Taxation without representation. Something that Canada, Puerto Rico, and other places realize is a bad idea. What about Florida? And, why is it called felony disenfranchisement anyhow? The idea the you are a felon for life once you served your time, perhaps with a scarlet 'F' seems outrageous to me. I'm not alone, it seems, but that doesn't help the millions who served their time and cannot vote. Perhaps, they will be given their birthright back, the difficulty in being able do so depends on the state.

Some might even understand what this stem cell business is all about. This segment was interesting if a bit rushed -- the show really needs to stop having these strict time limits, be a bit more flexible. Anyway, the segment did a good job giving one a taste of what stem cells are all about. Al was confused why people are against them -- the cells come from embryos used during in vitro fertilization that would be lost anyway.

The idea is that they oppose in vitro fertilization, but at best can prevent funding one aspect of the result. I would add, however, that embryonic stem cell research itself is a problem to them because of what the next step might be . In vitro fertilization is not completely separate from this either, but stem cell research arguably has a slightly more dangerous feel to it. More Brave New World. If the segment was expanded and cell cloning was discussed as well, this might have been touched upon.

Still, it's an example of the opposition not being truly heard, or their views fully covered.

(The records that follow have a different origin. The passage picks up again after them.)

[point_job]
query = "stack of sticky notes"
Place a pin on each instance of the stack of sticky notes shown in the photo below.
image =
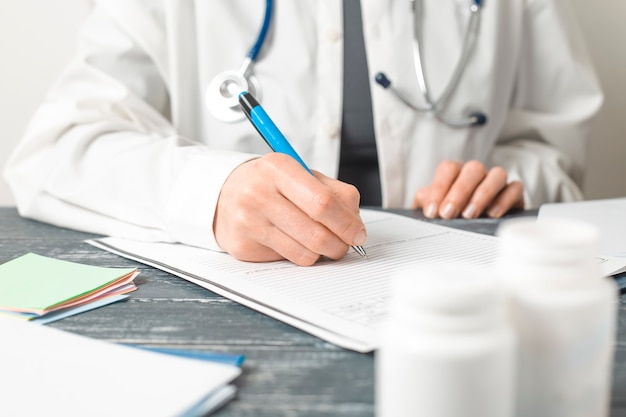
(42, 289)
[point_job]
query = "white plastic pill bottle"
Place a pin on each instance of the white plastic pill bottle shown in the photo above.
(564, 315)
(446, 349)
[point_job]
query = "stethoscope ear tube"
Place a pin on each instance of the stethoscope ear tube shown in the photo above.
(221, 95)
(435, 106)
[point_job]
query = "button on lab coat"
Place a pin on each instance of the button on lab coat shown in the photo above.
(124, 144)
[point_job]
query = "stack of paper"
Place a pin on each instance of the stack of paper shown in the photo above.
(42, 289)
(49, 372)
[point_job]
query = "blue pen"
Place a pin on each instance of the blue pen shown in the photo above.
(273, 136)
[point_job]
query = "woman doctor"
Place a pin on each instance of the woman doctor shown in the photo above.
(133, 139)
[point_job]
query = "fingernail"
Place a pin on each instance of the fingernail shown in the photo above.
(494, 211)
(360, 238)
(448, 211)
(470, 211)
(431, 211)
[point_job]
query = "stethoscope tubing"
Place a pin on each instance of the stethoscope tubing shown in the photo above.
(435, 106)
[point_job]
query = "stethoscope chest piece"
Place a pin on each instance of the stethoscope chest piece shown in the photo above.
(223, 91)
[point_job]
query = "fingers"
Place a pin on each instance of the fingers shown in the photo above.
(328, 202)
(445, 175)
(511, 197)
(468, 190)
(271, 208)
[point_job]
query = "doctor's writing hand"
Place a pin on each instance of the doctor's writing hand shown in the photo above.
(271, 208)
(467, 190)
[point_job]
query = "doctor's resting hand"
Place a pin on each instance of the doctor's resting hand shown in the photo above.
(469, 190)
(271, 209)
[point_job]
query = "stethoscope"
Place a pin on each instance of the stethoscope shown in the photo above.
(222, 94)
(223, 91)
(435, 106)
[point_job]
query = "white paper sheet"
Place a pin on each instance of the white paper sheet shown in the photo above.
(608, 216)
(339, 301)
(49, 372)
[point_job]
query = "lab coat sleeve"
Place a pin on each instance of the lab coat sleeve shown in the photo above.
(101, 155)
(544, 139)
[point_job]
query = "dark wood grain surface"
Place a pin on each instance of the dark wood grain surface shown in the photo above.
(286, 372)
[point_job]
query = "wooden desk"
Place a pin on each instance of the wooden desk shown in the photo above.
(286, 372)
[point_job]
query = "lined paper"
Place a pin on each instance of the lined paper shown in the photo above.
(340, 301)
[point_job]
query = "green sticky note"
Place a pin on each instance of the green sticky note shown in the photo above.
(36, 283)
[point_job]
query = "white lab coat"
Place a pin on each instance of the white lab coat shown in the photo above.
(124, 145)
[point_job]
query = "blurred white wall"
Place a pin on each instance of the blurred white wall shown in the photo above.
(37, 38)
(602, 23)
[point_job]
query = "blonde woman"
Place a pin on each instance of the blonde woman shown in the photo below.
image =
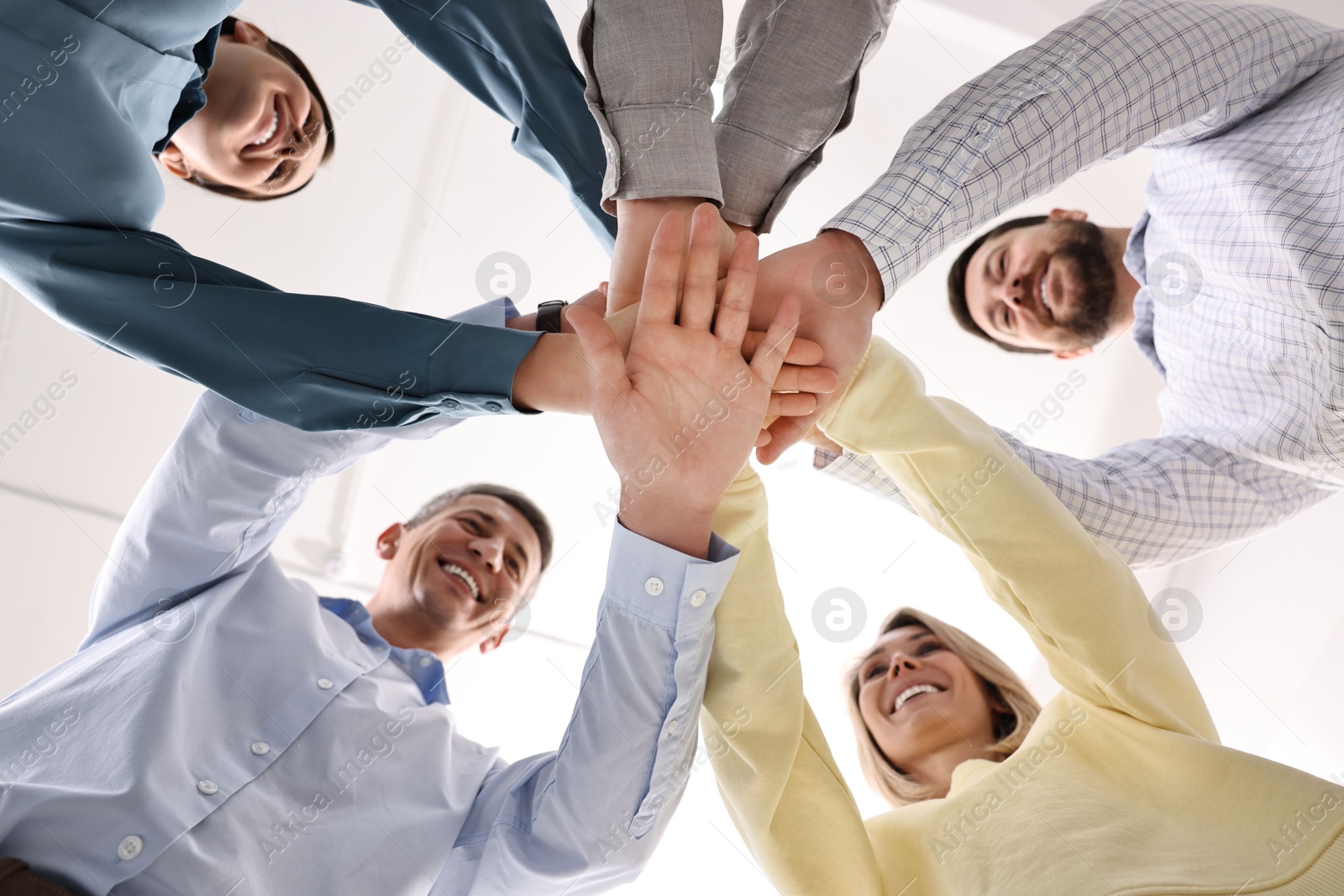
(1116, 786)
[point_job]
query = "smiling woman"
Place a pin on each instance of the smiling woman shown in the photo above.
(265, 128)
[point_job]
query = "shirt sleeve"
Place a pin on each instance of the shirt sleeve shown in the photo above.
(588, 817)
(1117, 76)
(774, 768)
(1070, 591)
(1153, 501)
(511, 55)
(221, 495)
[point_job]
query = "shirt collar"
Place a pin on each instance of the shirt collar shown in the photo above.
(420, 667)
(1136, 262)
(192, 98)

It's important to resist this tendency, to resist stereotypes and easy targets. Air America sometimes has trouble doing this, but it surely is not limited to them. It is a fairly human tendency, but one we should still try to avoid.


* Follow this link, and you can find a promotion of Steve Earle's new CD, The Revolution Starts Now. He also currently has a show on Air America 10-11PM on Sundays. I just listened to the CD, and it is pretty good, if a bit short. I particularly liked "Rich Man's War" (for both sides) and "Condi Condi" (yes, a valentine to Condi Rice).